Just about a month ago, I took Caedmon to see a nurse practitioner for his six-month check-up. One of the topics of discussion between us was that of communication.
"Does Caedmon effectively communicate his needs to you?" she began. "Are you able to distinguish between his cry for a diaper change and his cry for hunger? Sometimes the difference is subtle."
"I don't know," I said. "Repeatedly banging his face against my chest seems pretty obvious to me."
Since that conversation, I've been thinking quite a bit about communication between Caedmon and me. I like to think I understand what he wants or needs pretty quickly. I'm still learning, though.
A couple weeks ago, I was sitting on the couch, holding Caedmon in my lap. He was chewing on and shaking a rattle, and I was talking to Adelaide, who was sitting at the table. My conversation with Adelaide was punctuated by the sound of the rattle hitting the floor, over and over, as Caedmon kept accidentally dropping it.
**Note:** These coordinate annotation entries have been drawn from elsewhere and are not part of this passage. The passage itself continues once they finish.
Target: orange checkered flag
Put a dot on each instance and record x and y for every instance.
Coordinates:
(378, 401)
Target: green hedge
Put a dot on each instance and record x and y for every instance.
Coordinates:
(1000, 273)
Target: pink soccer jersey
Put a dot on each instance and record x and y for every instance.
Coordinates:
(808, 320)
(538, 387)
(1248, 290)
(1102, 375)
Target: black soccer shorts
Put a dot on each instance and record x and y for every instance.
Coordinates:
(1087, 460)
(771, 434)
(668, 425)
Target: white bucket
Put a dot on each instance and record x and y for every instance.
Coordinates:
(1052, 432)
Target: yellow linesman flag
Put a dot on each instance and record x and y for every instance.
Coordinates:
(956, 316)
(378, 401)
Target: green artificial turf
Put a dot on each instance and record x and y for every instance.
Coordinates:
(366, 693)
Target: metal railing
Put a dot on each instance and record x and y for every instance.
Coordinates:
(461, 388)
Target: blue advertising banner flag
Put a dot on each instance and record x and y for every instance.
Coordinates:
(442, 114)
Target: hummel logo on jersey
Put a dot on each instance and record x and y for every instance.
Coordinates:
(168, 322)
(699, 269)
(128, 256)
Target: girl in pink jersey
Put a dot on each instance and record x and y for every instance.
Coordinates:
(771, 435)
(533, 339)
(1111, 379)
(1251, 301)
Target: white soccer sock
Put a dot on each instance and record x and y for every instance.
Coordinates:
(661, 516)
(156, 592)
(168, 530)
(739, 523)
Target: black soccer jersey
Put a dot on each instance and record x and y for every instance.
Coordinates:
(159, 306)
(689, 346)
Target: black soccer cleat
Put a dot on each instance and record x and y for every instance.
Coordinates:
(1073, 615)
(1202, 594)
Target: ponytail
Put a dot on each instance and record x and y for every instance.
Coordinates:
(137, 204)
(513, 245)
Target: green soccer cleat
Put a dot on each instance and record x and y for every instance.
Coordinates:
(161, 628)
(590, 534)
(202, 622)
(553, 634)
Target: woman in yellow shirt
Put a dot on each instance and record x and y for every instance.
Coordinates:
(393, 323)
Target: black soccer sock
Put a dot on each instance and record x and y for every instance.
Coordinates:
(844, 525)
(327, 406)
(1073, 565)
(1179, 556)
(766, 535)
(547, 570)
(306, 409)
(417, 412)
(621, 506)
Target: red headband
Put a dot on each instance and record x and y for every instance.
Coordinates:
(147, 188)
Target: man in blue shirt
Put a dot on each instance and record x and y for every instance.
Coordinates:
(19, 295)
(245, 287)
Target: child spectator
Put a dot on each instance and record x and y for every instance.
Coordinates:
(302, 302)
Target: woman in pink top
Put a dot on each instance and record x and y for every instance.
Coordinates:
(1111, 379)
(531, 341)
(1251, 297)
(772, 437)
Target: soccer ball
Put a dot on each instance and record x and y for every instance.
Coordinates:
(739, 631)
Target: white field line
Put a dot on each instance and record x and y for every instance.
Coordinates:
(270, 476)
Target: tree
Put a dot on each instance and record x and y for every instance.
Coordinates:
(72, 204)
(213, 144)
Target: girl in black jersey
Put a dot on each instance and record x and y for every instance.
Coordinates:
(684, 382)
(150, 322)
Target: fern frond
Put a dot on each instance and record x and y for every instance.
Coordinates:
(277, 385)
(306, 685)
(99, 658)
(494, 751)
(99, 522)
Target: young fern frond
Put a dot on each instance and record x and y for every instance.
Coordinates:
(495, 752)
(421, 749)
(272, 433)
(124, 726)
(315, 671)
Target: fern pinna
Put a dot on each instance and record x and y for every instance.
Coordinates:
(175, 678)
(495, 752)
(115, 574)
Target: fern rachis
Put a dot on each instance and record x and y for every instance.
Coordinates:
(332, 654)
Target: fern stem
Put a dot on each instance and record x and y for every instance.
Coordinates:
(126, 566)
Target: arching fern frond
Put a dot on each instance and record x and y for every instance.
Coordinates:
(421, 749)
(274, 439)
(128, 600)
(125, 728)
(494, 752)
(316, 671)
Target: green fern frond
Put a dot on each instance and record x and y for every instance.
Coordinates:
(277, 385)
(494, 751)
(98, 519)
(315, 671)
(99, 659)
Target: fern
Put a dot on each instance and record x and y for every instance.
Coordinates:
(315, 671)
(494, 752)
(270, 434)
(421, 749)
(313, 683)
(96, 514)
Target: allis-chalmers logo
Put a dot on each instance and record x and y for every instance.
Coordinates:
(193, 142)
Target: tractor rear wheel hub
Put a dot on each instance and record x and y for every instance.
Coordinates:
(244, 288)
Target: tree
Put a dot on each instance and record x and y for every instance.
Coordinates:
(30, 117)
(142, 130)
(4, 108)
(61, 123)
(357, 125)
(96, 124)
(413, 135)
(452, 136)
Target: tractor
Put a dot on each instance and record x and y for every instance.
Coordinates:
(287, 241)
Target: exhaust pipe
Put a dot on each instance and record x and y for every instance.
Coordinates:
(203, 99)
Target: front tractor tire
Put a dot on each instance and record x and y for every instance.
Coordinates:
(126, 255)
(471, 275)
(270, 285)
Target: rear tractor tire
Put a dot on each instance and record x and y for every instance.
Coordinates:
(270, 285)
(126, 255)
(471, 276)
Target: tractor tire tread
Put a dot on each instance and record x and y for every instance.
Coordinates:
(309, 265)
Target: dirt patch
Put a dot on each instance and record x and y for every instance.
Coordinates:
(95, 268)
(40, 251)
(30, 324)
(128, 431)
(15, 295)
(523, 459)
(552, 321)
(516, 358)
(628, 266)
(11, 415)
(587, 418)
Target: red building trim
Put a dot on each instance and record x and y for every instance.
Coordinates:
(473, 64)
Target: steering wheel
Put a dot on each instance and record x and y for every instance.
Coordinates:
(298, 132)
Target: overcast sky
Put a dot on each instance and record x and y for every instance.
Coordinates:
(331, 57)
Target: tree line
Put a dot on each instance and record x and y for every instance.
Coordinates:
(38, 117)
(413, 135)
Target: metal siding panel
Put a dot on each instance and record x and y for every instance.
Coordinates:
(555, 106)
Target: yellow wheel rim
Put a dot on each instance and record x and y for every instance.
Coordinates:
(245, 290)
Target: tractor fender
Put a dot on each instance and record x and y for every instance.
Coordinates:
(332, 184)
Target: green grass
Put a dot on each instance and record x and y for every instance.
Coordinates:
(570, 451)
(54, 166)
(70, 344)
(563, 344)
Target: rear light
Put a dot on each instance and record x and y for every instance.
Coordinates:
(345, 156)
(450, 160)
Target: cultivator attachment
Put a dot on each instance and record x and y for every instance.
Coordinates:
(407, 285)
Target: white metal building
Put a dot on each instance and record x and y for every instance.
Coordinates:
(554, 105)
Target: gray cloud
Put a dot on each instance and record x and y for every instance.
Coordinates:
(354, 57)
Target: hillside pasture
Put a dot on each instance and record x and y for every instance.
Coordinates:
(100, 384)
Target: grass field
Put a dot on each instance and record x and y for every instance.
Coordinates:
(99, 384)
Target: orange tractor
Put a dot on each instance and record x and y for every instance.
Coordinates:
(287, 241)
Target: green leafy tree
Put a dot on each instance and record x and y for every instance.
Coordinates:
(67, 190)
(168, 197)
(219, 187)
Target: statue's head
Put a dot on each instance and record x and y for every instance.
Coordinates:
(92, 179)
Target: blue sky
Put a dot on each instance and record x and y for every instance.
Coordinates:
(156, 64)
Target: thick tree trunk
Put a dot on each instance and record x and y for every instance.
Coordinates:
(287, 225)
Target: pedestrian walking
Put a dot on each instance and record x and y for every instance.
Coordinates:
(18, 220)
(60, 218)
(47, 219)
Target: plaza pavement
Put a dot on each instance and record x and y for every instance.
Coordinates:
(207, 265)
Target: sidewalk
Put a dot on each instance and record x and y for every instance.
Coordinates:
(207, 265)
When Adelaide left the room, I happened to look at Caedmon, just in time to see him throw the rattle onto the floor, then look up at me expectantly. He was doing it on purpose.
Because he has me well-trained, I bent over and picked up the rattle, handed it to him. He shook it once then threw it back down, and again, looked at me. Rather than picking up the toy, I stared back at him, wondering what he would do. Within a few seconds he started to whimper, and gave me a look that clearly said, "That rattle's not going to pick itself up, milk slave."
See? Caedmon is an excellent communicator, and I am a skilled translator.
Atticus has a vocabulary that is expanding each day. He still relies on non-verbal communication, but I sometimes have to stretch myself to find the deeper meaning in his actions.
For example, this is the scene I stumbled upon last week:
Just as I was about to chastise him for making a huge mess, I thought to myself, Wait a minute. Maybe he's just trying to help me out here. Maybe he sees how much my kitchen floor needs a thorough scrubbing, and he decided it was up to him to provide the catalyst that would force me to clean.
Or, you know, maybe he just wanted to see what it would be like to dump an entire box of baking soda onto the floor.